= Hui Aloha ʻĀina =

Two Hawaiian nationalist organizations

Hui Aloha ʻĀina were two Hawaiian nationalist organizations (one for men and another for women) established by Native Hawaiian political leaders and statesmen and their spouses in the aftermath of the overthrow of the Hawaiian Kingdom and Queen Liliʻuokalani on January 17, 1893. The organization was formed to promote Hawaiian patriotism and independence and oppose the overthrow and the annexation of Hawaii to the United States. Its members organized and collected the Kūʻē Petitions to oppose the annexation, which ultimately blocked a treaty of annexation in the United States Senate in 1897.

== Names ==
The official name according to both organizations' constitution was Ka Hui Hawaii Aloha ʻĀina (The Hawaiian Patriotic League). The two organizations have also been called Ka Hui Hawaiʻi Aloha ʻĀina o Na Kane and Ka Hui Hawaiʻi Aloha ʻĀina o Na Wahine or Ka Hui Hawaiʻi Aloha ʻĀina o Na Lede. During the funeral processions of Princess Kaʻiulani and Queen Kapiʻolani in 1899, the organizations were referred to as Ahahui Aloha Aina and Ahahui Aloha Aina o na Wahine, respectively. The word hui in both organizations' names is the Hawaiian word for a social or community group.

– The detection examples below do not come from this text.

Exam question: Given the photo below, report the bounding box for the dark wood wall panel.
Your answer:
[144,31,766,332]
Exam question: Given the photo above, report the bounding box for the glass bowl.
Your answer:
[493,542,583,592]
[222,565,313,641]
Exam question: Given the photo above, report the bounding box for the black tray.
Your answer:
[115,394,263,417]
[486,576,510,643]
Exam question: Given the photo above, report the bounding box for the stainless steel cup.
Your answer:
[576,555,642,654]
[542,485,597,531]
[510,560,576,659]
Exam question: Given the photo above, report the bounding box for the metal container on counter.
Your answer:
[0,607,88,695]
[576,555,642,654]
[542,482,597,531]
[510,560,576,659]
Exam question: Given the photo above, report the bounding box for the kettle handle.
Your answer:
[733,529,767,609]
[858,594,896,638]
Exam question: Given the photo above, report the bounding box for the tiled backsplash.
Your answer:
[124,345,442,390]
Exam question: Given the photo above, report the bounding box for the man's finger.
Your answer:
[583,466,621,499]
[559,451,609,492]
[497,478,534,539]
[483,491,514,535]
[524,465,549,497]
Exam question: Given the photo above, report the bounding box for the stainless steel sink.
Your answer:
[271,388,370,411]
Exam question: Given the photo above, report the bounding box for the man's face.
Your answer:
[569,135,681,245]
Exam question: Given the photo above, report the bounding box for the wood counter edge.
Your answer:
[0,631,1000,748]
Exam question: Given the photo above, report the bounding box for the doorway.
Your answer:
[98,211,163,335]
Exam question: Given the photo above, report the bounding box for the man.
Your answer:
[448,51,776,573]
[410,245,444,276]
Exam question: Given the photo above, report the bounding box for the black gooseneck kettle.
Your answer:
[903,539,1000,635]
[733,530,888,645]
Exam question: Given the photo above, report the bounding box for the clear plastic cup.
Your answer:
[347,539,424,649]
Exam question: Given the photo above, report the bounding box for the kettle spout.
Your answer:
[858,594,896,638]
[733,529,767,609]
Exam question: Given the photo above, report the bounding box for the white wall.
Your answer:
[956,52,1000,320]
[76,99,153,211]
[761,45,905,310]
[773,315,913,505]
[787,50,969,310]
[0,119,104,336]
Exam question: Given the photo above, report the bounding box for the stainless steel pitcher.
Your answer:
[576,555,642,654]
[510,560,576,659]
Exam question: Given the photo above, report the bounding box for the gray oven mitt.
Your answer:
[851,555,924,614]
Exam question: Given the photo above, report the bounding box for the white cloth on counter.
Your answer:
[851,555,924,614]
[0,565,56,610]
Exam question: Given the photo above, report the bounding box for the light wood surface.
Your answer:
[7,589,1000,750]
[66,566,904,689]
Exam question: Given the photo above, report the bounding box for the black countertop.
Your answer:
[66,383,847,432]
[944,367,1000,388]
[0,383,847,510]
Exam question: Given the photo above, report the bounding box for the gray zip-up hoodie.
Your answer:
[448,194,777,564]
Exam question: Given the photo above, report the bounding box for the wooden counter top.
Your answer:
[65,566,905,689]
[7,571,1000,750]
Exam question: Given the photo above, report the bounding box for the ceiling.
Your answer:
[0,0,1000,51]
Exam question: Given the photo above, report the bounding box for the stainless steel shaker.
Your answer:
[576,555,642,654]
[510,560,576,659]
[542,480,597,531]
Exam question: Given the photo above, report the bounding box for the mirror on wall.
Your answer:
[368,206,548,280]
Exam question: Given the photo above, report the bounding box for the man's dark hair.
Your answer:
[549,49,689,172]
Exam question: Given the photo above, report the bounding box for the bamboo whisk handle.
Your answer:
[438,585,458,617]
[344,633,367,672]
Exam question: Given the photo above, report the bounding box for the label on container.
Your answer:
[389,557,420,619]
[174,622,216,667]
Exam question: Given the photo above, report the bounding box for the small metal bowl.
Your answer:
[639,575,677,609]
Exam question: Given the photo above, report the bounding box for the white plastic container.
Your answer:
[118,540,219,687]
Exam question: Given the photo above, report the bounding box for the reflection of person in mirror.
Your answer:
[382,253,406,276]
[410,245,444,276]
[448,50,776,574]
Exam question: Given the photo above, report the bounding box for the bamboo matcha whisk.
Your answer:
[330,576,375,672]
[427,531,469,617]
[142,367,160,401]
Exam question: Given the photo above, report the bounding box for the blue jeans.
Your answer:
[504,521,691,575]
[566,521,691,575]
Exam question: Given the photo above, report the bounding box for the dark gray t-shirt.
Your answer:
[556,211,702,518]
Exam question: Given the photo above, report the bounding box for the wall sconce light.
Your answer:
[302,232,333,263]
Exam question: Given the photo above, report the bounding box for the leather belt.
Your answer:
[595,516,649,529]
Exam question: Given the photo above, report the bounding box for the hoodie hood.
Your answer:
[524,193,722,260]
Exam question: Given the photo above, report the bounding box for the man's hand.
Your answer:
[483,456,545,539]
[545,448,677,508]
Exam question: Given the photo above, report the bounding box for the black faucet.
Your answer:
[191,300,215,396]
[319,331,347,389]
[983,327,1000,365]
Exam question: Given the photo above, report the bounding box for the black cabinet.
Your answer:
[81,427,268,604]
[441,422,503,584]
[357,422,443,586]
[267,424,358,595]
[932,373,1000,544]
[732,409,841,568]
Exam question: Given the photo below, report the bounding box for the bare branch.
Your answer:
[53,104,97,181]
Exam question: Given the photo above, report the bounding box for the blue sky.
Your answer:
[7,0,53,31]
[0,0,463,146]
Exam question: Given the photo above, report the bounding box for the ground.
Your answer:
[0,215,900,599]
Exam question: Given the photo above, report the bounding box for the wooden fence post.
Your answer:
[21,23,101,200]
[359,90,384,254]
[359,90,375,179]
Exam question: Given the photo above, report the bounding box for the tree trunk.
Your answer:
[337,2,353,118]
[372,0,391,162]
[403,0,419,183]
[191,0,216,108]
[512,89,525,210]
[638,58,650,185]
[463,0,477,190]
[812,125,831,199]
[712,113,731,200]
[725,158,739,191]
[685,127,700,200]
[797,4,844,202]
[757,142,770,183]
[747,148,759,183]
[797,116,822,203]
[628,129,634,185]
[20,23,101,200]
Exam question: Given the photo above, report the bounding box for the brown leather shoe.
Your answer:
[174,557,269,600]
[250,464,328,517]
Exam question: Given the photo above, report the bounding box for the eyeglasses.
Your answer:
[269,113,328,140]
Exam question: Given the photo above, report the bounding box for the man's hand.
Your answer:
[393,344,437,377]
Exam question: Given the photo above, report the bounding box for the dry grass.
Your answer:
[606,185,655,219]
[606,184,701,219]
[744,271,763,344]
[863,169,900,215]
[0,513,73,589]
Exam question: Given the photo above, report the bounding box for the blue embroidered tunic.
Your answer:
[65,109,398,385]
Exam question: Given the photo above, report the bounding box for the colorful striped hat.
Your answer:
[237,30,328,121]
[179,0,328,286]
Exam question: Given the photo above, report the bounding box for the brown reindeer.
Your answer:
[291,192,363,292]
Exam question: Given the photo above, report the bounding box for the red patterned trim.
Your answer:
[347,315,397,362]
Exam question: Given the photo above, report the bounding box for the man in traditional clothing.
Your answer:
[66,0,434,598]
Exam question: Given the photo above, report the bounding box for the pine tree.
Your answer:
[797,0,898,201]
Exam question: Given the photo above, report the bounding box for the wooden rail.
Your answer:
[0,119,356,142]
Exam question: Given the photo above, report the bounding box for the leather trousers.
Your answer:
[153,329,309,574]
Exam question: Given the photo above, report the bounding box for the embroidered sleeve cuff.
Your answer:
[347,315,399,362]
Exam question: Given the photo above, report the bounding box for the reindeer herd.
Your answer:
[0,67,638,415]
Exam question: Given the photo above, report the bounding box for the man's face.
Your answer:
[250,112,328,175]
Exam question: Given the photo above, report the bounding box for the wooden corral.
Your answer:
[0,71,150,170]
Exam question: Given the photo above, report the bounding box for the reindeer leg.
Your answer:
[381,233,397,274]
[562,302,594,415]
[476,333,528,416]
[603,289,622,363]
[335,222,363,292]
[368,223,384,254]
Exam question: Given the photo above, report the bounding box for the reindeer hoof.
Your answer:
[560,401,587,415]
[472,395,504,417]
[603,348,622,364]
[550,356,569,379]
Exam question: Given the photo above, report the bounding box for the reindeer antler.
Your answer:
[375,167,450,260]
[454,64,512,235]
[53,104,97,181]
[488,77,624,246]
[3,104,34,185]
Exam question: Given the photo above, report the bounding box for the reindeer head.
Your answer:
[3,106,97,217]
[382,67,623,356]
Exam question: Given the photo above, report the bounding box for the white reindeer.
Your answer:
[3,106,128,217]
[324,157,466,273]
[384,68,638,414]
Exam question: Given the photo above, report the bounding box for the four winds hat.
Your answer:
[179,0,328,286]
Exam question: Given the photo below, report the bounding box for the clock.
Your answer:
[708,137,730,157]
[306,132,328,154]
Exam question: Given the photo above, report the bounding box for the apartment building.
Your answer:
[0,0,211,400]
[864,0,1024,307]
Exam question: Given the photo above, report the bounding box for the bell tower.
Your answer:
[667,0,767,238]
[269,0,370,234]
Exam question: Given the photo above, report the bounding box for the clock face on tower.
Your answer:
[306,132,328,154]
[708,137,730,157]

The Hawaiian Patriotic League was also the name of another secret organization founded between 1887 and 1893. Its members included Robert William Wilcox and Volney V. Ashford.

== History ==
The organization was founded on March 4, 1893, two and half months after the overthrow of Queen Liliʻuokalani by pro-American forces within the kingdom who established the Provisional Government of Hawaii. The founding officers of Hui Aloha ʻĀina were Joseph Nāwahī, John Adams Cummins, John K. Kaunamano and John W. Bipikane, who were all former legislators or ministers in the Hawaiian monarchical government during the reigns of Liliʻuokalani and her predecessor King Kalākaua.

The objective of the organization was to promote Hawaiian patriotism and independence, oppose the overthrow, restore the monarchy, oppose the rule of the Provisional Government and its successor the Republic of Hawaii and oppose any attempts annexation of the Hawaiian Islands to the United States.

Nāwahī was elected president while Cummins was elected honorary president. The four vice presidents in 1893 were John E. Bush, John Lot Kaulukoʻu, Kaunamano and Bipikane. By July 1893, the organization claimed total membership of 7,500 native-born Hawaiian qualified voters (out of 13,000 registered voters) and a women's league of over 11,000 members.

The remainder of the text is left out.